Maroc : une ambition pour l’Afrique

Ahmed Faouzi

Par Ahmed Faouzi

Les relations du Maroc avec sa profondeur africaine s’enracinent loin dans l’histoire. Depuis des siècles, notre structure sociale, politique, religieuse et économique a été définie par des flux sud- nord et nord-sud. « Le Maroc est un arbre dont les racines se nourrissent dans la profondeur de l’Afrique, et dont les feuilles bruissent en Europe », dixit Feu Hassan II.

Cette image pensée au siècle dernier, reste tellement d’actualité et décrit les rapports humains, religieux, économiques et culturels qu’entretient le Royaume avec les autres pays africains.

Depuis les indépendances, le Maroc a privilégié une approche de coopération pragmatique avec son continent, misant plus sur la formation des ressources humaines de qualité, en octroyant, entre autres, des bourses aux étudiants africains. Il n’est pas rare de constater, lors d’un périple dans des pays africains, que plusieurs des hauts cadres, ont été formés dans les universités et autres écoles marocaines, civiles comme militaires. A leur tour, ils participent au renforcement de la coopération entre leurs pays et le Royaume.


Politique du Maroc en Afrique : du gagnant-gagnant

Cette politique marocaine, initialement dirigée vers l’éducation et la formation, a permis de générer une élite africaine pragmatique et de qualité, qui a les mêmes valeurs et la même vision pour l’établissement d’un partenariat gagnant / gagnant. Il est plus aisé de réussir des projets avec des partenaires ayant en partage la même culture et le même mind-set. Si le Royaume a pu développer des relations interafricaines de qualité, qui se donnent maintenant en exemple, c’est parce que sa coopération répondait à l’exigence de l’efficacité et non aux accointances idéologiques.

Le départ du Maroc de l’Organisation de l’Unité Africaine (OUA), en 1984, en raison de l’admission arbitraire de la RASD, entité ne possédant aucun des attributs de souveraineté- ni terre, ni peuple, ni reconnaissance internationale- était une déchirure aussi bien pour le Maroc que pour les autres pays africains amis. Fort heureusement, ce départ n’a jamais eu un effet sur la qualité de la coopération bilatérale du Maroc avec le reste du continent. Au contraire, l’absence temporaire de l’enceinte africaine a permis le renforcement des relations bilatérales avec les pays africains, et une réelle coordination avec eux à l’échelle internationale.

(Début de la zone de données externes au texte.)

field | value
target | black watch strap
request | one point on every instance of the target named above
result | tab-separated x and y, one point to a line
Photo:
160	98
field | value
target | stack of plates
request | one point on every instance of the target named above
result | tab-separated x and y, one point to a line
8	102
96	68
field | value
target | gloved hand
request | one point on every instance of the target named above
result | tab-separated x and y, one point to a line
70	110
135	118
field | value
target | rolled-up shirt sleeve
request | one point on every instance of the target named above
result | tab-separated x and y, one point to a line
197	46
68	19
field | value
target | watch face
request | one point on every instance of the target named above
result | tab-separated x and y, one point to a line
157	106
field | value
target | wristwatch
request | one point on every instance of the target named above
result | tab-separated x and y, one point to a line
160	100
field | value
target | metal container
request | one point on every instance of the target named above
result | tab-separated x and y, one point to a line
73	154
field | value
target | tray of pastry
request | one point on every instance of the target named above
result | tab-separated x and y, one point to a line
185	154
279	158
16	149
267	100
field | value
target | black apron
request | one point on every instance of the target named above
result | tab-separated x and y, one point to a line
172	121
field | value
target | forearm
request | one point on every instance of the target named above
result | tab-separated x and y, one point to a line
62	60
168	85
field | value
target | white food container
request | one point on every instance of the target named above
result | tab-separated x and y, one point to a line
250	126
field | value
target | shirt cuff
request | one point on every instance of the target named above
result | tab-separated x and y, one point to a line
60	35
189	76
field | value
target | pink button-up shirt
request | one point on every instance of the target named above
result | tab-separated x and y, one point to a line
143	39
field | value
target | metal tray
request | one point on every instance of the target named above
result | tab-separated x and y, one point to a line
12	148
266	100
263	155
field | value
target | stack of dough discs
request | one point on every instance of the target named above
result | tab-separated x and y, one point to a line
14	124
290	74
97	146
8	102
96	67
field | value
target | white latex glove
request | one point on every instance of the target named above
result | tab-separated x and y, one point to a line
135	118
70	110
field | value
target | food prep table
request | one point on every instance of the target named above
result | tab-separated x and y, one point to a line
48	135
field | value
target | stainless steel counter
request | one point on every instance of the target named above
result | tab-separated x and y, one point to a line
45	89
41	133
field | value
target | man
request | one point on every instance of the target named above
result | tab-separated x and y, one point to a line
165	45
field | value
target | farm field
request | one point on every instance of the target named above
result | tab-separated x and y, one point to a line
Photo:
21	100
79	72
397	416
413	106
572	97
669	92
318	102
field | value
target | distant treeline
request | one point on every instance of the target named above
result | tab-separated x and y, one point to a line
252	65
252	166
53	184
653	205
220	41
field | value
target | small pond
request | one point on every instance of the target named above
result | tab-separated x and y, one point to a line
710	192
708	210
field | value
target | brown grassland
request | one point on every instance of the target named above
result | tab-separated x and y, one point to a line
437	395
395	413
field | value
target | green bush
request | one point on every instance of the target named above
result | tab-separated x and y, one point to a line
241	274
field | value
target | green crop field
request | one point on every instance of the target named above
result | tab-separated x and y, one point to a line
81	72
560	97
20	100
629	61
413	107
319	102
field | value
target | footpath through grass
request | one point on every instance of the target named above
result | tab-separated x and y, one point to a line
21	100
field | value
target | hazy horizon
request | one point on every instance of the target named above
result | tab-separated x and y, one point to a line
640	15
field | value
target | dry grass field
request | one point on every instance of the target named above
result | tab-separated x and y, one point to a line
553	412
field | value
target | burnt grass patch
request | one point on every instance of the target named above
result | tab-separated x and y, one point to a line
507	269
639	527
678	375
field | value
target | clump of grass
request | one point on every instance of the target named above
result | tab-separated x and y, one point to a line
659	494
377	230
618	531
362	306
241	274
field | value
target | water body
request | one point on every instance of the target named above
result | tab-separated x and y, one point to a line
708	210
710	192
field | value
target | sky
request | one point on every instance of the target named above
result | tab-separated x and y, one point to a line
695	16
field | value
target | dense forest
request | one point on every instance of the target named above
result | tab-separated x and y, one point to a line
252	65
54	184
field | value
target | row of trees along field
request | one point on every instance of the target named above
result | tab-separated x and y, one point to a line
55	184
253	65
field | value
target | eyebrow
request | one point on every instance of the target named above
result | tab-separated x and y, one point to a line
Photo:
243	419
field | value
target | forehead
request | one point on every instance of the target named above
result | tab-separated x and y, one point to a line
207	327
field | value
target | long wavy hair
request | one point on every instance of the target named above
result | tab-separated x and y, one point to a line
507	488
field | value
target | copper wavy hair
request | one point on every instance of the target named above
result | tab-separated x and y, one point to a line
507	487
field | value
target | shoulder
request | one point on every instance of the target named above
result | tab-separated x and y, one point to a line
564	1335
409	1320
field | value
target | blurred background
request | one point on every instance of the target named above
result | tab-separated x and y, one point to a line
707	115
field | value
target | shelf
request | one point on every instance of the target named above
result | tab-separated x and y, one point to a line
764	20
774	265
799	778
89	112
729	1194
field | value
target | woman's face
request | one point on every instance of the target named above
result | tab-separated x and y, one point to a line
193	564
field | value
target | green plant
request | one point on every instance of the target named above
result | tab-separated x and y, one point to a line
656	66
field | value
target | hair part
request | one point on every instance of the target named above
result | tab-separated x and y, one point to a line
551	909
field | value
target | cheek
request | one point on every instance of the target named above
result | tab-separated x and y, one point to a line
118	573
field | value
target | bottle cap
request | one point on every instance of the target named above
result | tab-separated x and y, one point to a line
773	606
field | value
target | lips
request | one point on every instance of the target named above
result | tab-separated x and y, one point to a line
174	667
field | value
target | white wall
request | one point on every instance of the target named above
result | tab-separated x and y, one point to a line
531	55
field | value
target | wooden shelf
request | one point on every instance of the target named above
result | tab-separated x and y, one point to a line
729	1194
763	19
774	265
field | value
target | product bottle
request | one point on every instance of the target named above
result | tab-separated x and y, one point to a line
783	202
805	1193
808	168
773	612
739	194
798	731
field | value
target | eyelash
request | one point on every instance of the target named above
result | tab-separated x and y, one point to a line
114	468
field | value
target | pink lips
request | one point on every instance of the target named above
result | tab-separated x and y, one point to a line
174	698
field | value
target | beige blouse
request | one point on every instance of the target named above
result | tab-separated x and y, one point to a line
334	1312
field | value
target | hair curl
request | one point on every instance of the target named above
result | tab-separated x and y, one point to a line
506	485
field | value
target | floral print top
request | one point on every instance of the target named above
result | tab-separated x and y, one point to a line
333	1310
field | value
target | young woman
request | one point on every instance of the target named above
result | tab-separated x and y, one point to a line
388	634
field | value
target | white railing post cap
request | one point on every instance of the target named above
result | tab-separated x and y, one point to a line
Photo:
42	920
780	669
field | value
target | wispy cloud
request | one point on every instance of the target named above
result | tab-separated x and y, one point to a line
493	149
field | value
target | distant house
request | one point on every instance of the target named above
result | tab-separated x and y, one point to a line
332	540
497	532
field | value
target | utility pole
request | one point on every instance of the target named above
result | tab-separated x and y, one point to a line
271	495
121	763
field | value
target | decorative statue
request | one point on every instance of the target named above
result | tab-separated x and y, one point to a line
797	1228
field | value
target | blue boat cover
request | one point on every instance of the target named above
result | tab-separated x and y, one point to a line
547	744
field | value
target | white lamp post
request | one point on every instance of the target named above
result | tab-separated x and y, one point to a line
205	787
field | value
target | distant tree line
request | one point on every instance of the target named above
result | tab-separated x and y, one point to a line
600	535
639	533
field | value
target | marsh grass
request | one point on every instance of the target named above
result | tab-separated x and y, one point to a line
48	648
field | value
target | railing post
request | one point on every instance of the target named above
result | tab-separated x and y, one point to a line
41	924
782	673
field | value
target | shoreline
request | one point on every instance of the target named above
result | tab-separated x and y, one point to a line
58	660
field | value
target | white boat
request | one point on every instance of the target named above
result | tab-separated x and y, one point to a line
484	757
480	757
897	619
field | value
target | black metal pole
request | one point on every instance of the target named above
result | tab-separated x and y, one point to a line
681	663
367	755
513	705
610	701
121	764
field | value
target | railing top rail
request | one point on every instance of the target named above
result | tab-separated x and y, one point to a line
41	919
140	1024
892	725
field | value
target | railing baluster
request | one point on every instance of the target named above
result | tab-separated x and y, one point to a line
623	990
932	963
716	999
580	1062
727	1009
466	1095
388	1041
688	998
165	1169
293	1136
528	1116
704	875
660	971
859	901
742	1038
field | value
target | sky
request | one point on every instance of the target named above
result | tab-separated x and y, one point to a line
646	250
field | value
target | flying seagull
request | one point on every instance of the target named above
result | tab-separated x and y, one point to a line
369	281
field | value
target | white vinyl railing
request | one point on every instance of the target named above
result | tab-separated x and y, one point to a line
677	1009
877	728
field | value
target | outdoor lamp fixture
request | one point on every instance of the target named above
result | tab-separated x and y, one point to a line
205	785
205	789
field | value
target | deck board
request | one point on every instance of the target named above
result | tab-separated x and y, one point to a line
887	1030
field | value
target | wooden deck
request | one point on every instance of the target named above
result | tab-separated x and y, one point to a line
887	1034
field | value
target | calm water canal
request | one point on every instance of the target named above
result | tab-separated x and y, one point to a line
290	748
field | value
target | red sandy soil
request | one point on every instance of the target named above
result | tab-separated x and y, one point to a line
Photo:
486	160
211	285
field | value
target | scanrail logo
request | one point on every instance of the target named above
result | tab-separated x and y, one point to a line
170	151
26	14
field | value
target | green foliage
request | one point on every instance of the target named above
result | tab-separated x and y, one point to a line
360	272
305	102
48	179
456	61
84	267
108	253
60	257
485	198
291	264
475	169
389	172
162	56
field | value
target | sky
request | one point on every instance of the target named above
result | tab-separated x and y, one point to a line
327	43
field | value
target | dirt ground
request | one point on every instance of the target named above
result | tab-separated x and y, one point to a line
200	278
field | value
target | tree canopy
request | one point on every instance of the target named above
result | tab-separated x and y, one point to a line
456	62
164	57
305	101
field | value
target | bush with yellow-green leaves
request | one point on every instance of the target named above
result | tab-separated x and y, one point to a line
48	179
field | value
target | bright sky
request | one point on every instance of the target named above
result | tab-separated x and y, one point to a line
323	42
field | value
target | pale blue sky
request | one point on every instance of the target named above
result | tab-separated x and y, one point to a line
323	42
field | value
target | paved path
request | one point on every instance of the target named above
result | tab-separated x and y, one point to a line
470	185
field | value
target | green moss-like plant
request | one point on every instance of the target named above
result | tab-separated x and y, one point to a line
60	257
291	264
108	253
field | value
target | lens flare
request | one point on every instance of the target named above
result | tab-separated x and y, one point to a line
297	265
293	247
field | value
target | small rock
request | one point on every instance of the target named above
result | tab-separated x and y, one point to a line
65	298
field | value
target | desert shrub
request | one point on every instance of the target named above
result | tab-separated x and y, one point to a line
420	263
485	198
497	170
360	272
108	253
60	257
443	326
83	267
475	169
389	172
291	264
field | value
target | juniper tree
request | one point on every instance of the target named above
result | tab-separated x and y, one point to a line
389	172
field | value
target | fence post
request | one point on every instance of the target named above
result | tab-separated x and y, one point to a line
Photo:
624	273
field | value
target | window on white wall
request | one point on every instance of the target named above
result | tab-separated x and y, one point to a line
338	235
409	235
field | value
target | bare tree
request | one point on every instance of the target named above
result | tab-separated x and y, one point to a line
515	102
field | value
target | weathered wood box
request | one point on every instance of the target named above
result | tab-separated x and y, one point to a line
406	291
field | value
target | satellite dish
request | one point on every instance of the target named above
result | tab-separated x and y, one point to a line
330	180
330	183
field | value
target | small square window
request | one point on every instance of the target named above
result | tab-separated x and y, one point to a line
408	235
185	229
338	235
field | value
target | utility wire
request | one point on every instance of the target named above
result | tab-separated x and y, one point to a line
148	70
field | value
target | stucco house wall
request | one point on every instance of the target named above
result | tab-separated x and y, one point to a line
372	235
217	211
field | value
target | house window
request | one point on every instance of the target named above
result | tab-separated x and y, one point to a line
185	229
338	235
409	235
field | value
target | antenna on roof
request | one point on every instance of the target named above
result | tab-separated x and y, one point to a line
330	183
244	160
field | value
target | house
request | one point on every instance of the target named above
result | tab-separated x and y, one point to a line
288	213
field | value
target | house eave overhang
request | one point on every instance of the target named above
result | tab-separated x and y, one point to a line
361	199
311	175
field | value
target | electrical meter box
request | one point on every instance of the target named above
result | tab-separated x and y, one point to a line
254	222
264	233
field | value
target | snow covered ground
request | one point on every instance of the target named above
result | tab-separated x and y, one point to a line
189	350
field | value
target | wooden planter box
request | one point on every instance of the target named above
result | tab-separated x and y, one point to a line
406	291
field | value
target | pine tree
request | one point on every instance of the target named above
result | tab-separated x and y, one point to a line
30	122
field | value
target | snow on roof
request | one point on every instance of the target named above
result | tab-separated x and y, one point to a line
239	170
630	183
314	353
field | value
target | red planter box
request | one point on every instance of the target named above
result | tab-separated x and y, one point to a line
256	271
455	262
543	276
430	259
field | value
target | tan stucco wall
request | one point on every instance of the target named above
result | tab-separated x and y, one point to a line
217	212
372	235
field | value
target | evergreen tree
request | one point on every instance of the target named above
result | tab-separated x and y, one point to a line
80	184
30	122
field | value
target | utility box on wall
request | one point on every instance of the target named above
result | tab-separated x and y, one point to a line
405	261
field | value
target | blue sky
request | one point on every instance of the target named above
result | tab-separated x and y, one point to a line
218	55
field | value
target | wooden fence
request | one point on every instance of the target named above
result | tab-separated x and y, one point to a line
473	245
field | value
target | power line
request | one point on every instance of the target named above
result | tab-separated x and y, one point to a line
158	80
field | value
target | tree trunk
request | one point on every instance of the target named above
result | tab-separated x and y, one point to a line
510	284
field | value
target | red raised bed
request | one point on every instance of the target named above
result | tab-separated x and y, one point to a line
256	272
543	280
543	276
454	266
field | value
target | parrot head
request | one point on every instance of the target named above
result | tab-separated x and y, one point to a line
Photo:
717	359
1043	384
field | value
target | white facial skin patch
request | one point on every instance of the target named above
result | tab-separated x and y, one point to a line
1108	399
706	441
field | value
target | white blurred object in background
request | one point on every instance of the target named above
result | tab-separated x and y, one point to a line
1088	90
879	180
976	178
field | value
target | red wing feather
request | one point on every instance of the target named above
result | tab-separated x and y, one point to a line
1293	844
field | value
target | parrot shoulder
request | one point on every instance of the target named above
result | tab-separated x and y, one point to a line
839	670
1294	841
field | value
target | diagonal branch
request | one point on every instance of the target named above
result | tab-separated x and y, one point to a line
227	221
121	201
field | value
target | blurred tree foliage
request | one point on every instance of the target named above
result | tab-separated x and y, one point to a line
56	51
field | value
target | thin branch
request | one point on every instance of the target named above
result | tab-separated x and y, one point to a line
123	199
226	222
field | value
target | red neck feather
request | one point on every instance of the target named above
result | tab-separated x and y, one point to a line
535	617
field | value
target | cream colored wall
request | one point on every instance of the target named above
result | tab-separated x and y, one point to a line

Le retour du Maroc à l’Union Africaine (UA) en 2017, a été un soulagement pour les partenaires africains qui ne voyaient le Royaume qu’au sein de l’Institution et de la famille africaines. Depuis lors, l’apport du royaume à l’intérieur de l’Union n’a cessé de se renforcer et se diversifier, en y apportant un souffle nouveau par des propositions concrètes sur des thématiques aussi variées que la migration, le terrorisme, le commerce interafricain, et la résolution pacifique des conflits dans le continent.

Ce retour est venu également réconforter la coopération multidimensionnelle, jamais rompue, entretenue depuis longtemps avec les pays africains au niveau bilatéral. Que ce soit au niveau de la finance, des infrastructures, de la construction immobilière, les entreprises marocaines sont de plus en plus présentes sur le continent. Elles sont nombreuses aussi à recruter parmi les étudiants africains en formation au Maroc, pour les accompagner dans leurs projets d’investissement dans leurs pays respectifs.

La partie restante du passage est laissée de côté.